CATSKILL — Village officials Tuesday unanimously approved a budget that dropped by 3% compared to last year.
The 2021-22 budget comes in at $4,711,937, with $3,912,816 raised by taxes.
The tax rate in the 2021-22 budget will be $23.91 for every $1,000 of the assessed value of a property, up one cent from the previous budget.
“I am very comfortable with the budget,” Village President Peter Grasse said after the public hearing at Catskill High School. “I believe each department will have the funds they need to produce and I think it’s a very responsible budget.”
There are no service or program cuts under the new budget, but the operating budget for the police department decreased from $124,950 in the 2020-21 budget to $100,000 in this year’s budget because many repairs to patrol cars will be done by in-house mechanics in the village’s Department of Public Works from now on, Grasse said.
A sergeant in the department is also retiring, Grasse said.

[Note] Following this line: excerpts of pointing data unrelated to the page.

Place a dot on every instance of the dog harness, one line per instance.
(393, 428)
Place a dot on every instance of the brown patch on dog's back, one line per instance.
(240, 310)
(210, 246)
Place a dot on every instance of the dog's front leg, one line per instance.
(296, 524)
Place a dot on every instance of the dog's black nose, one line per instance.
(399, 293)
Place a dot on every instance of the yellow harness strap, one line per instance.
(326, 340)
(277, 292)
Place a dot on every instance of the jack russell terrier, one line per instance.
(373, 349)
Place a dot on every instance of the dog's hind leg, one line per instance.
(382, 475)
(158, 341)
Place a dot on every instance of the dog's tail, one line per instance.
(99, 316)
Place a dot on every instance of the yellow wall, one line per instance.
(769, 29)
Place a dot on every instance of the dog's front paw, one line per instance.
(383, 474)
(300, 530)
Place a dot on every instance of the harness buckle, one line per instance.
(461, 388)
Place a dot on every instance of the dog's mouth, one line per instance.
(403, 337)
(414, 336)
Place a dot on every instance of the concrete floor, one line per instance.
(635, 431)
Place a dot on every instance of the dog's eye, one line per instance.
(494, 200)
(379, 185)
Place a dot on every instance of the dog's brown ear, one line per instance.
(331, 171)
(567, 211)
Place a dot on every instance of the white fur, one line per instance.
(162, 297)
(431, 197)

His salary remains in the budget and will be still be used for personnel.
“We have to include that salary in the budget, so with that salary we will be backfilling with part-timers or somebody moving from part-time to full-time,” Grasse said.
Additional foot patrols will be scheduled and a bike patrol will be added, he said.

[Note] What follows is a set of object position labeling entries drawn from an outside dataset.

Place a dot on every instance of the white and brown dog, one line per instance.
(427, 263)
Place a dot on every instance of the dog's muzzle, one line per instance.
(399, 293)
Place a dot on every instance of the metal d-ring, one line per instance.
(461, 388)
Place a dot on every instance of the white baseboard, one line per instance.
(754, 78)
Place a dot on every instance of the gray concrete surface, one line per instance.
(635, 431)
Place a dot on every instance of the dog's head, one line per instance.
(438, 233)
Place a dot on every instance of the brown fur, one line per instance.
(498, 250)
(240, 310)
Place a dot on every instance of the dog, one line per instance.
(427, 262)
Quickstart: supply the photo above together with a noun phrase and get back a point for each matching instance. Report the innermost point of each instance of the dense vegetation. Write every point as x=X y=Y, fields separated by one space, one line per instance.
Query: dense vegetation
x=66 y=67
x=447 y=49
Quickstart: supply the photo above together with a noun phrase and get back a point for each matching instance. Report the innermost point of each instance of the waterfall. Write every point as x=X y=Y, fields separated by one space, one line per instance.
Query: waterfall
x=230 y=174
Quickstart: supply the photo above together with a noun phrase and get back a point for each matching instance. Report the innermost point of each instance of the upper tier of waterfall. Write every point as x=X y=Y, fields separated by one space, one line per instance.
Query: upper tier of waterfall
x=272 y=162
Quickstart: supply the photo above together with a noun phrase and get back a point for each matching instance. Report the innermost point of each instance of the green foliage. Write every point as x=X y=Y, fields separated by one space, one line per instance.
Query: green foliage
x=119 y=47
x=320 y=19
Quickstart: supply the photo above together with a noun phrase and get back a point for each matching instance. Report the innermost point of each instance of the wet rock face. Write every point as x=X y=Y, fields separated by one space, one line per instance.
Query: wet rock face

In the public hearing portion of Tuesday’s sparsely attended meeting, two residents had questions for the board.
Deb Samuels inquired about a steep decline in projected revenue other than taxes, which dropped from $922,230 in the 2020-21 budget to $799,121 in this year’s budget.
“Did you have some special revenue last year?” Samuels said. “Total revenue other than taxes dropped $120,000. Was last year some kind of boon?”
The difference was due to the village’s decision to consolidate the village court with the town court, so there will be no revenue from the village court in the coming year, village officials said.
Samuels also asked about funds the village will receive from the federal COVID-19 stimulus package.
“In the stimulus bill there was a huge amount of money that was supposed to go to New York state to be divvied up among municipalities,” Samuels said. “I thought we were getting some of that. Is that in here somewhere?”
Grasse responded that those funds will first go to the town and it is unclear how much money the village will be awarded.
“We can’t budget for it because we don’t even know the amount,” Grasse said.
Town Councilman Patrick McCulloch, speaking from the audience, said those funds are earmarked for specific purposes.
“There are only certain things that money can be used for,” he said.
Resident Lisa Marafioti asked about health insurance expenses.
“Under employee benefits, for hospital and medical insurance, it goes from $854,100 to $896,100. That is a big jump,” Marafioti said.
The budget-to-budget difference in that line item is $42,000.
Grasse said he would have to look into the matter to determine why the increase took place.